What words come to mind when you think of healthcare in America? If you said “expensive” or “complicated,” most Americans would agree. The United States continues to have the most expensive healthcare system in the world. Despite private and public efforts to bend the cost curve, U.S. healthcare spending increased to $4.1 trillion in 2020, or roughly 19.7% of the gross domestic profit (GDP).
We live in a country with a magnitude of access to care, yet half of Americans avoid medical care due to cost uncertainty. Healthcare spending has risen while utilization of healthcare services has stayed consistent. The rising cost of care comes without an improvement in the population’s health, and very little transparency to patients.
How do we solve for this problem? Do we cut pay for physicians, “big pharma” or hospitals? Do private insurance companies make too much money? Do we focus on care efficiency in public plans? Without blaming any one stakeholder over another, here are four ways we can bend the cost curve in healthcare:
Promote gender equality in leadership.
Studies have shown that women have a positive influence on the economic equation, having better financial outcomes, and are viewed as wiser and more compassionate by their employees when compared to male leaders. And yet, women account for only a third of executive teams and just 13% of chief executive officers in the healthcare industry.
In my own experience, 99% of the rooms I walk in have men at the board tables, while a majority of clinicians taking care of patients are women. My graduating class was 70% women and yet we hold fewer leadership roles. I have a blended management team that is equal parts men and women. It just worked out that way. I also hold happy hour socials for women leaders in the industry to connect and work together. I have mentored a handful of female up-and-comers to get used to working in board rooms and being confident with their decision-making.
Scratch the place of service (POS) from healthcare billing.
Healthcare is one of the only industries that ties payment to site of care. Traditionally, the same care provided in a hospital is reimbursed at a higher rate, sometimes 10x, than care delivered elsewhere. Higher payment for care delivered in hospitals drives care to inconvenient locations for patients, rather than shifting care to meet patients where they are.
Payment for services should be based on the quality of those services, not where they were delivered. Patients should be able to receive care anywhere and clinicians’ reimbursement should not be limited by location. Fortunately, we have seen a shift in healthcare delivery to patient homes led by Center for Medicare and Medicaid Services (CMS).
On November 25, 2020, CMS announced a comprehensive strategy to enhance hospital capacity during Covid-19 surges, believing that “treatment for more than 60 different acute conditions, such as asthma, congestive heart failure, pneumonia and chronic obstructive pulmonary disease (COPD) care, can be treated appropriately and safely in home settings with proper monitoring and treatment protocols.” Johns Hopkins research indicates there is up to a 30% cost saving in delivering care to patients’ homes when compared to traditional hospitalizations.
Require value-based contracts.
We should be pushing for value-based agreements as the standard of care, rather than a fee-for-service model. We need to address medical costs and the administration of those medical services to make everyone accountable.
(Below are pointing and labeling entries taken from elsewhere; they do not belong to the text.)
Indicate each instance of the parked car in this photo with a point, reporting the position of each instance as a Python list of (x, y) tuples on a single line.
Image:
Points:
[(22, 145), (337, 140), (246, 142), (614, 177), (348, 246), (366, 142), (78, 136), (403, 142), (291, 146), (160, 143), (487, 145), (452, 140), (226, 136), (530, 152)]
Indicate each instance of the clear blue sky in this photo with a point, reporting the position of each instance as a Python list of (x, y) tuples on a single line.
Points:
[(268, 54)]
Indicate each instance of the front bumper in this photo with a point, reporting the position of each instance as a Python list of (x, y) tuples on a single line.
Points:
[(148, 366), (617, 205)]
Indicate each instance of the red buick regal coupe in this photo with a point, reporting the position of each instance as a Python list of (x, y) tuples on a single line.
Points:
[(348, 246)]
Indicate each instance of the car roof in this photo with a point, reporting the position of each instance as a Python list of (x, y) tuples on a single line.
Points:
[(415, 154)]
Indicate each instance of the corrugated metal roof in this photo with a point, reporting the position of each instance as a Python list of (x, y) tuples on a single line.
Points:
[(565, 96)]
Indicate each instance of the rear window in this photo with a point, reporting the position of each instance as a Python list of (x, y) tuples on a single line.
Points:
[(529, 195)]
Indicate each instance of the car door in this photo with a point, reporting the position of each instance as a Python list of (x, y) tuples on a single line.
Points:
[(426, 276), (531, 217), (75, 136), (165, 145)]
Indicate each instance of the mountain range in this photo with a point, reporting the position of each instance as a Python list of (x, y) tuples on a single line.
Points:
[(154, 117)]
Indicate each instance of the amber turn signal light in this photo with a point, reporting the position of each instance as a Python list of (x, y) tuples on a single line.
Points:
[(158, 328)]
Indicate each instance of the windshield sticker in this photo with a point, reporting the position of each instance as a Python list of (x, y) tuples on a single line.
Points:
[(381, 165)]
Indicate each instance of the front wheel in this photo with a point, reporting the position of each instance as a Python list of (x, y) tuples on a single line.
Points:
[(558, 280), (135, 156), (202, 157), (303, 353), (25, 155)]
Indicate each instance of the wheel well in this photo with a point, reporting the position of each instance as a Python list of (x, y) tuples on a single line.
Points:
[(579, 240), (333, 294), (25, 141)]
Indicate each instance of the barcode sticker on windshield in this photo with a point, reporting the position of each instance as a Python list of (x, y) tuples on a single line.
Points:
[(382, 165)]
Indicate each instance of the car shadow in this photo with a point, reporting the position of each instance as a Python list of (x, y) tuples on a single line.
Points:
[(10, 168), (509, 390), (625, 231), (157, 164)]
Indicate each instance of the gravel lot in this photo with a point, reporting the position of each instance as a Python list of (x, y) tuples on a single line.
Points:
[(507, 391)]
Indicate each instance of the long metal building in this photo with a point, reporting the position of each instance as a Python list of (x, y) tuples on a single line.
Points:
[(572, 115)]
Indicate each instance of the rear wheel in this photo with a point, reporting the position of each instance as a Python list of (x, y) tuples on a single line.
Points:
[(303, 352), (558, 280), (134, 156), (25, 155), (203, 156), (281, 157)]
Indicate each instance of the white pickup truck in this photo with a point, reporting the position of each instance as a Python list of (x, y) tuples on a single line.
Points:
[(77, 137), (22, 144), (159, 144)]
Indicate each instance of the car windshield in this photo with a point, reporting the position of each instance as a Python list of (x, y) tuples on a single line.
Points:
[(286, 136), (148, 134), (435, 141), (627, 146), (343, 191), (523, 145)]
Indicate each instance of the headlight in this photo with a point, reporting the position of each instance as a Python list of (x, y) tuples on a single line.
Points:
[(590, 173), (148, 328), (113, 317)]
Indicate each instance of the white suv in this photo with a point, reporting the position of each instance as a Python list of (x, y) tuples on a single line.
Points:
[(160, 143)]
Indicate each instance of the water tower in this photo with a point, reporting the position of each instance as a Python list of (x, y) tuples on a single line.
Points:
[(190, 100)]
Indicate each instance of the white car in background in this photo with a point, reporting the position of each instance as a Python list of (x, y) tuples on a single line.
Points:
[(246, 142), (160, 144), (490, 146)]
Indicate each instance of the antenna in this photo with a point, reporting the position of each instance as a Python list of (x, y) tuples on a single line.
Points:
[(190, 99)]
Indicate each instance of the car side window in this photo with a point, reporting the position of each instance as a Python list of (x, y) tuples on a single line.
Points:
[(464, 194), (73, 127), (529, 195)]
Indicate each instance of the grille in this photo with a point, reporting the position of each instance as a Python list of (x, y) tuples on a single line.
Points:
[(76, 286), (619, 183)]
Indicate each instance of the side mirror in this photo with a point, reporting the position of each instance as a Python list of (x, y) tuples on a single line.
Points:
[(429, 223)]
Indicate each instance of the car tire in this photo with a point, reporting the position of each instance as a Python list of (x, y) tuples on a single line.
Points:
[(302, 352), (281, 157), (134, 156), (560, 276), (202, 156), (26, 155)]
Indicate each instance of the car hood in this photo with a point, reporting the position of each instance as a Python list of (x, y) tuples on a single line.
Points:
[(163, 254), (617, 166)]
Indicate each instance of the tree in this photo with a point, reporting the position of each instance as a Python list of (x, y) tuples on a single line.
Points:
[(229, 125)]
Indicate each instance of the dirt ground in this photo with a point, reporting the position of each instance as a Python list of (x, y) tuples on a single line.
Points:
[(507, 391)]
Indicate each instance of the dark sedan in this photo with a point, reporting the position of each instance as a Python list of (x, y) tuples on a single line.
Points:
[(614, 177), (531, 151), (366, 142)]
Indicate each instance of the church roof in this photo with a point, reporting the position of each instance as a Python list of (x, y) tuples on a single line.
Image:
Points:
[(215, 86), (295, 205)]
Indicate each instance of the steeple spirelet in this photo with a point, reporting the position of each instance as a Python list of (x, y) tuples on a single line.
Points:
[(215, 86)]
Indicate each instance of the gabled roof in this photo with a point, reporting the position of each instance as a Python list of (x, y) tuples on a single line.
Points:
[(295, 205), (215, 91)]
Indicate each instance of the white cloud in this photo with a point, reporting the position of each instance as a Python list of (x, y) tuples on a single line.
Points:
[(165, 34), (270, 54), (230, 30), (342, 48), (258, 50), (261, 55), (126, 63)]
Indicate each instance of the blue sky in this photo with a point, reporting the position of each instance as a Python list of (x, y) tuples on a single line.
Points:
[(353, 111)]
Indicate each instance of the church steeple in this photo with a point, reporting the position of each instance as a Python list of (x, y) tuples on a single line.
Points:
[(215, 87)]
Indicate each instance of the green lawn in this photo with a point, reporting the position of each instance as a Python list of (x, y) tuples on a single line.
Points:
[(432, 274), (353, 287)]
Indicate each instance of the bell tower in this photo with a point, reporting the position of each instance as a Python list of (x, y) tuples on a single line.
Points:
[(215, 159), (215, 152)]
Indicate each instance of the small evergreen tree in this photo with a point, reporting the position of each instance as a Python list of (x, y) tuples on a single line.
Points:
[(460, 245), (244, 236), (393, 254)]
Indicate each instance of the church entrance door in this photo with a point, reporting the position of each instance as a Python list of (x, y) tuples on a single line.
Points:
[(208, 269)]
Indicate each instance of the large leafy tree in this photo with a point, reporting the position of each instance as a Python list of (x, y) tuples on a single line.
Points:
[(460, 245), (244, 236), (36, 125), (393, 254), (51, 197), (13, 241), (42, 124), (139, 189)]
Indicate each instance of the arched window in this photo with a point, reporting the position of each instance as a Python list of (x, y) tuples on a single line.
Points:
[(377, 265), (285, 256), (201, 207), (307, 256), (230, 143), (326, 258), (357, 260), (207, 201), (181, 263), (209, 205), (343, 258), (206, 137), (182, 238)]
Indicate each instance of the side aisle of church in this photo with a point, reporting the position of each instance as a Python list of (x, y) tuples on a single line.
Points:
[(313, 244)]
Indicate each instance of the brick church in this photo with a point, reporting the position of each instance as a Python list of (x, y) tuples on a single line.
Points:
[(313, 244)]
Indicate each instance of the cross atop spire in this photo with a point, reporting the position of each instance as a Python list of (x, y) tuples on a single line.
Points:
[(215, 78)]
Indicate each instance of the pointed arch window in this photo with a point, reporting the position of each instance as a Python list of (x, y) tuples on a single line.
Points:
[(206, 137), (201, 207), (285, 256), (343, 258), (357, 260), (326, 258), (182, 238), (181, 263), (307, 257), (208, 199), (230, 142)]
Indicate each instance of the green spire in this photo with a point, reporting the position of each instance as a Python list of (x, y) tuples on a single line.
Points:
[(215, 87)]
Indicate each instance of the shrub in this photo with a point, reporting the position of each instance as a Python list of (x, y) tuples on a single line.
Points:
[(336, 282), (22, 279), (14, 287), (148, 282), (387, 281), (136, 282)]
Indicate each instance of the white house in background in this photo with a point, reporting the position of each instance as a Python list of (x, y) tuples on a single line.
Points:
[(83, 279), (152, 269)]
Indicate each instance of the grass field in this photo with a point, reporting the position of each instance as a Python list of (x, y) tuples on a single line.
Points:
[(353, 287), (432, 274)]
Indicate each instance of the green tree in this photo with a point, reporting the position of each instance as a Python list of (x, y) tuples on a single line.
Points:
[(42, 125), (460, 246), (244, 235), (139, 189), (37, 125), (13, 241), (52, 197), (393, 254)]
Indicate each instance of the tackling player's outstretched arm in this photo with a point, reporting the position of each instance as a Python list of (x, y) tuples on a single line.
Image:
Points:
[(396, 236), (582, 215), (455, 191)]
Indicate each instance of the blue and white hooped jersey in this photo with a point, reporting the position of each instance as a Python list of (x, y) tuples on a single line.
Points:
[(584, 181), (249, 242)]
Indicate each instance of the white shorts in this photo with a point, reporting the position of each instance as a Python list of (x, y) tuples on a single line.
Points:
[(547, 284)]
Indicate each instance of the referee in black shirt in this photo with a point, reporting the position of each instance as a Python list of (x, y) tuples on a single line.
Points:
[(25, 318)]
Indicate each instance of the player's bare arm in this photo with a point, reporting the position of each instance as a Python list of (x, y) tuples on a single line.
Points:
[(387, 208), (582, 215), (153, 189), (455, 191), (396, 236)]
Providers, administrators, insurance and pharmaceutical companies should all bear the risk of overspending.
Universal payment “one price fits all” monopolizes the industry and doesn’t allow for physician engagement and incentives. We want our doctors to be paid based on providing the best care possible, so why not tie payment to that very idea? Better outcomes result in more money. Less efficient outcomes result in less money. This will drive innovation and reduce waste. If we’re going to be the most expensive healthcare system, we should at least have something to show for it.
Level the playing field for provider contracting.
I was in private practice when I first realized that the same insurance company pays providers significantly different rates for the same exact service and same exact patient. I was shocked to find out that my competitor, one town over, had a higher profit margin per patient encounter than I had been paid for the entire encounter with the same patient. When I tried to negotiate my rate, I was told I had no negotiation power being a single provider in private practice offering “services [physical therapy] that the hospital system also offered.”
I learned quickly that even though you went to school, passed your boards and became licensed to provide care, insurance companies could decide not to extend an in-network contract to you — simply because they “have enough therapists, or PCPs, or home health agencies in their network.” This forces private practices and startup companies to charge out-of-network rates for services. This is a compounding issue when it comes to innovation. Startup companies typically have the worst contracts with the best technology that patients avoid using.
If we level the playing field with contracts and contract rate in an open forum with public request for proposals (RFPs) and were transparent with patients as to cost of care, patients would be empowered and providers would be incentivized by the quality, not the volume, of care. This reduces costs and improves outcomes.
For payers, the payer price transparency rule would mean that shared savings with consumers would factor into medical loss ratios. Payers would have to publish their negotiated, in-network rates, out-of-network provider payments and the negotiated and historical rates for prescription drugs by pharmacy site.
Bending the cost curve in healthcare would open up opportunity to spend on technology and innovations to improve administrative workflows, data analytics for patient outcomes measures and a baseline for value-based contracting. This would improve our system, while reducing costs.